The answer to this is not at all straightforward I realized, how do you define getting your "money's worth" anyhow? I've really enjoyed the Netflix service, and find the monthly fee is insignificant to the point of forgetting about it entirely. By that metric it has been a very good value. But I wanted to make some nice looking figures, which is a total addiction of mine I'm finding... though it is also excellent practice.

I suspect most people would agree with this statement:
"Netflix would be such a great deal if I would just return those damned DVDs sooner!" 
With postage on the rise constantly, Netflix no doubt needs you to hold on to those DVDs to break even (just exactly how long that break-even time is has been the point of speculation since Netflix first began). Based on the first figure, it seems I am doing my part to keep Netflix in the "black"...

Rental length distribution for 3 years of Netflix viewing.


Just 103 disc (DVD or Blu-ray) rentals total since I became a member in 2009... when you put it that way it sounds quite sad. Moreover, I'm holding these discs for at least 10 days on average! (The mean rental length was ~16 days). And check out those outliers (they aren't errors); That last point is like a 6-sigma outlier! I held on to that damn DVD for 3 months, and worst of all: I don't think I even watched it when I finally sent the bloody thing back.

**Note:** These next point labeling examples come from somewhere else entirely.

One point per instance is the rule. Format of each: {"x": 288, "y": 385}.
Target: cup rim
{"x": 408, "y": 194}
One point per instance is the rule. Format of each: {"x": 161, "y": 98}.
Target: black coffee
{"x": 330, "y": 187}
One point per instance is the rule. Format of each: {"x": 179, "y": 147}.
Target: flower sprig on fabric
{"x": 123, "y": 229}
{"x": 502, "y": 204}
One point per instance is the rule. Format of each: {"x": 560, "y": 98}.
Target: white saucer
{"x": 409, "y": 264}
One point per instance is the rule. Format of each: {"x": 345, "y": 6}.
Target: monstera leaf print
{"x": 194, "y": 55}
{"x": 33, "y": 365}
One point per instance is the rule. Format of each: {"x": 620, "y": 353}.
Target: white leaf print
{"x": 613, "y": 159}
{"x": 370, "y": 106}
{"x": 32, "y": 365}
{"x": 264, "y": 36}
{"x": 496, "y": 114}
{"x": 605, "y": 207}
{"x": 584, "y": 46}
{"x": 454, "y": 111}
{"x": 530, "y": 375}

I then found that Netflix had my "Watch Instantly" (streaming) history available as well. I have streamed 935 items so far. Here is the comparison of DVD (and Blu-Ray) rentals to streaming for the last 3 years. The argument that physical media is "dead/dying" may be well made using this figure alone.


Also intriguing is the monthly numbers of physical rentals vs streaming views (totaled over all years). Streaming seems to be roughly bi-modal, with broad peaks near winter and summer likely due to the academic calendar. This is essentially the behavior I expected. 

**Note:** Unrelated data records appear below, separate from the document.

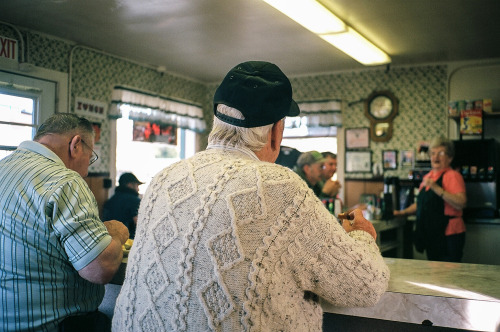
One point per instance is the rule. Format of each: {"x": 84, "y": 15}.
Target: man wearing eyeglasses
{"x": 55, "y": 253}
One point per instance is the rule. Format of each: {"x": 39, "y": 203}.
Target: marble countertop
{"x": 455, "y": 295}
{"x": 456, "y": 280}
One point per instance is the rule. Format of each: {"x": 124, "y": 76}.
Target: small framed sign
{"x": 407, "y": 158}
{"x": 358, "y": 161}
{"x": 357, "y": 138}
{"x": 390, "y": 159}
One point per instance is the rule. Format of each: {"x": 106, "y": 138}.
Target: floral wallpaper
{"x": 421, "y": 90}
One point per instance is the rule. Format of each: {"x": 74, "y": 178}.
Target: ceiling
{"x": 203, "y": 39}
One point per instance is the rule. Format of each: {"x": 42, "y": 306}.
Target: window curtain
{"x": 155, "y": 108}
{"x": 327, "y": 113}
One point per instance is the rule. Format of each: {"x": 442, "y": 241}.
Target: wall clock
{"x": 381, "y": 107}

Rentals, however, seem to not follow this trend very well at all. Granted, these are dominated by small number statistics (only order 10's of rentals per month bin). To provide real meaning to this trend, we might consider time of the year (I'll visit this again at the end), or perhaps the DVD's themselves. If we're watching a series heavily we may rip through 6-8 DVDs in a short span of time, and with so few DVD rentals in total this can heavily skew the data.


A neat, but somewhat obtuse, diagram is the normalized cumulative number of rentals (or streams) as a function of time. The curve starts at 0 on the y-axis, and with each successive rental (or stream) it increases by 1 until it reaches the total number. I then divided by the total number of rentals (or streams) to make the curves both span from 0 to 1. 

The steeper the curve, the more rapid the consumption of media. A few notable things stuck out to me in this diagram:
  1. My Watch Instantly rate is (overall) accelerating. This is also shown coarsely in Figure 2.
  2. My DVD rate is fairly steady over the last year
  3. When we "binge" on either the DVD or streaming, and that curve turns up sharply for a brief bit, the other curve tends to flatten out. This is quite noticeable at Jan 2010 (big DVD binge) or about March 2011 (steady streaming binge)

Item #3 brings about perhaps the most important point thus far: we evidently only have the attention span for one platform or the other at a time.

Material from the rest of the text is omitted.